Cumhurbaşkanlığı Hükümet Sisteminin yüzde 50+1 oy çokluğuna dayalı sistemi "sayesinde" 2023 seçimlerine doğru "üçüncü" bir ittifak bloğu daha doğacak gibi. En azından Ankara kulislerini takip eden gazeteci arkadaşlar öyle söylüyor.
Üçüncü ittifak olur mu, ikinci ittifak bloğu aynı böyle kalır mı bilinmez ama bu hamurun daha çok su kaldıracağı kesin.
Kesin görünen diğer şey ise AK Parti, MHP ve BBP'den oluşan Cumhur İttifakı'nın mayasının gayet iyi tuttuğu.
Milliyet'ten Zafer Şahin'in duyurduğu "DEVA ve Gelecek Partileri'nin birleşeceği" iddialarının devamını Hürriyet'ten Abdülkadir Selvi getirdi.
Bu iddialara göre büyük hesaplarla kurulan ancak bırakın beklenen sıçramayı yapmayı, kendilerini ayakta tutacak kadar bile ilgi uyandırmayan Babacan ve Davutoğlu partileri varlıklarını anlamlı hale getirebilmek için birleşmeyi düşünüyormuş.
Muhtemelen "bari isimde bir numara olsun" diye kendilerine "Deva gelecek" diyeceklermiş.
Partinin lideri de Babacan olacakmış. Tüzük çalışıyorlarmış.
"Biz birleşirsek, seçim barajı da yüzde 5'e düşerse, Saadet Partisi de millet ittifakından ayrılıp bize katılırsa..." diye fikir ediyorlarmış.
Bu akıllar kulis bilgisi olsa da Saadet Partisi lideri Temel Karamollaoğlu'nun "Abdullah Gül, Babacan ve Davutoğlu'nun AK Parti tabanında en az yüzde 20-30'luk bir çözülmeyi sağlayacağını düşünüyorduk ama olmadı" tespiti kesin bilgidir.
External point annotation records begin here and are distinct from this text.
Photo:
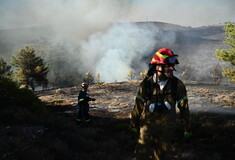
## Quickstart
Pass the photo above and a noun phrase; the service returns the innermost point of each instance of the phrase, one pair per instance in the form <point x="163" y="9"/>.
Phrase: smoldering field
<point x="108" y="137"/>
<point x="118" y="48"/>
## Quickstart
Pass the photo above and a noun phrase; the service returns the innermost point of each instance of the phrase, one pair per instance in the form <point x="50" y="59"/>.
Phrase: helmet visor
<point x="172" y="60"/>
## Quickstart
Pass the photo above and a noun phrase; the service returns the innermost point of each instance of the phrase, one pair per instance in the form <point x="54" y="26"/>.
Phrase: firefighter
<point x="154" y="112"/>
<point x="83" y="104"/>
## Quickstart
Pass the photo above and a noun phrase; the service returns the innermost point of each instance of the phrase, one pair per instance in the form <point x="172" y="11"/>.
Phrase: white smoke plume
<point x="112" y="53"/>
<point x="98" y="31"/>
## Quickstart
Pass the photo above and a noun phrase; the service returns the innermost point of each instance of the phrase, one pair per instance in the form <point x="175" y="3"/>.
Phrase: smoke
<point x="98" y="33"/>
<point x="112" y="53"/>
Çünkü canlı yayında yapıldı.
Taraflar için zaruret hali açık.
Deva ve Gelecek partileri birer itiraf ve ihtilaf partisi olmaktan öteye geçemediler çünkü.
Babacan ve Davutoğlu şahsi siyasi kariyerlerini Erdoğan'a borçluydular. Şimdi de şahsi partileri için, muhalefet etmek için onun varlığına muhtaçlar.
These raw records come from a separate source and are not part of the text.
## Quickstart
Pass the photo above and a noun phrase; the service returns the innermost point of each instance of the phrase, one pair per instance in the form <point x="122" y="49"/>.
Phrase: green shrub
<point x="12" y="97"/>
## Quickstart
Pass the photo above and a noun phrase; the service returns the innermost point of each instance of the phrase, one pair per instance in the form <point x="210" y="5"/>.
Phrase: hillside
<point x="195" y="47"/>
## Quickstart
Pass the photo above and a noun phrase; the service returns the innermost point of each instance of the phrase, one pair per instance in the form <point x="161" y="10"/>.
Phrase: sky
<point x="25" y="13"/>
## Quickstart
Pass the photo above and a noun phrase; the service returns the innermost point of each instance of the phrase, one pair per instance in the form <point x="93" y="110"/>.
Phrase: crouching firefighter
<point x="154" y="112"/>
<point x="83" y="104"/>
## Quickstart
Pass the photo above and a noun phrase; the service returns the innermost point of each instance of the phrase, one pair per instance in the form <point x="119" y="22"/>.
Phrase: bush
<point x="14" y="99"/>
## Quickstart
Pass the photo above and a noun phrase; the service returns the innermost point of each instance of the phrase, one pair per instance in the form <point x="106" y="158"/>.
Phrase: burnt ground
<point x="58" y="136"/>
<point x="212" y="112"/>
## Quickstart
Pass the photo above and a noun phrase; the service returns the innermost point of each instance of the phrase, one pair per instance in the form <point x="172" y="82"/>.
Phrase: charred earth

Acıklı, verimsiz ve sevimsiz bir netice, kendileri adına.
Öte yandan Saadet Partisi için de kulaç atacak kadar bile deniz kalmamış görünüyor.
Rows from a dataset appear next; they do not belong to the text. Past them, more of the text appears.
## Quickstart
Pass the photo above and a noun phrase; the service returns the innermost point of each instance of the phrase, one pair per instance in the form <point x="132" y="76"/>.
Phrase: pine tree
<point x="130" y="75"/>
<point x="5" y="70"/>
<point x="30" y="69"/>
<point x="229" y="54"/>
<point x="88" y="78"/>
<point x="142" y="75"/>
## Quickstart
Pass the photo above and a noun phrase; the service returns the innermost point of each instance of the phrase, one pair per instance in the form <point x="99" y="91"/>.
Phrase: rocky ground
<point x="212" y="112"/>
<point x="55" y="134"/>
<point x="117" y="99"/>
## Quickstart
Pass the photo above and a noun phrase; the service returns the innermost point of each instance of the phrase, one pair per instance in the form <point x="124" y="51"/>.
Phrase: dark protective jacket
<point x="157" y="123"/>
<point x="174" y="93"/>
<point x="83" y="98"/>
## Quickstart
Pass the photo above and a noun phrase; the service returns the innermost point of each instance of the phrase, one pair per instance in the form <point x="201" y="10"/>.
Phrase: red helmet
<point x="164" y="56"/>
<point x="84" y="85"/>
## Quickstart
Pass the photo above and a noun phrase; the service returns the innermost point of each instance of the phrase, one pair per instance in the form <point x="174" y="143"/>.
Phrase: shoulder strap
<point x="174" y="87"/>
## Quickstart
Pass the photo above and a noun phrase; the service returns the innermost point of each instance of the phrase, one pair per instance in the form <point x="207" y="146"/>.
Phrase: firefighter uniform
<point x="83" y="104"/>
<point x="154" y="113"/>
Saadet'in HDP-CHP yükünü taşıyamamasına son yıllarda bir de tabanın Erdoğan'a duyduğu hayranlık eklendi. Zira rahmetli Erbakan'ın bütün siyasi hedeflerini ve vasiyetlerini Erdoğan yerine getirdi.
Yıllarca meydanları dolduran kalabalıklara "Ayasofya'yı ibadete biz açacağız", "Taksim'e cami yapacağız", Karabağ'ı işgalden kurtaracağız", "milli sanayimizi kuracağız", "kızlarımızın engellenmeden okumasını sağlayacağız" diye yeminler ettirirdi rahmetli Erbakan.
Bu vaatleri yerine getiren Erdoğan oldu.
Bedeller ödedi, türlü engellemeye karşı hukuk içinde siyaset yoluyla mücadele etti. Yılmadı, yaptı.
Saadet tabanı bunu elbet hatırlıyor. Ve olanı görüyor.
Öte yandan on yıllar boyunca kendilerini hakir gören zihniyetlere payanda edildiğini, PKK uzantısı HDP ile aynı yatağa sokulduğunu da görüyor Saadet tabanı. Ve bunu artık taşıyamıyor.
AK Parti'yi belli konularda eleştirse de teröre ve emperyalistlere karşı verilen mücadelenin büyüklüğünü ve samimiyetini görüyor.
Karar anına yaklaşıyor Saadet tabanı.
O yüzden Saadet Partisi'ndeki değişim iradesini YİK üyesi Oğuzhan Asiltürk'ün ocak ayında Cumhurbaşkanı Erdoğan ile görüşmesiyle ilişkilendirenler yanılıyor.
O görüşme bir sonuçtu çünkü.
Yeni başlangıçlara kapı aralamış olabilir ama nihayetinde manevraya sebep olan güç, dipteki dalgalanmaydı. Ancak siyaset bilenlerin görüp gereğini yapabileceği bir dalgalanma.
Bundan sonra ne olur?
Deva ile Gelecek birleşir mi, Saadet gelir mi, üçü bir olabilir mi, meçhul.
AK Parti'ye imrenirken muhalefet etmek, Erdoğan'a hayranlık beslerken rekabet etmek ne kadar mümkündür, tam bir muamma.
Üstelik AK Parti'ye bu kadar benzeyip, aynı yollardan geçip, orada kariyer yapıp sonra karşısında birleşerek nasıl seçmende güven uyandıracak bu kadrolar; kendilerini AK Parti'den nasıl ayrıştıracaklar? O da ayrı bir muamma.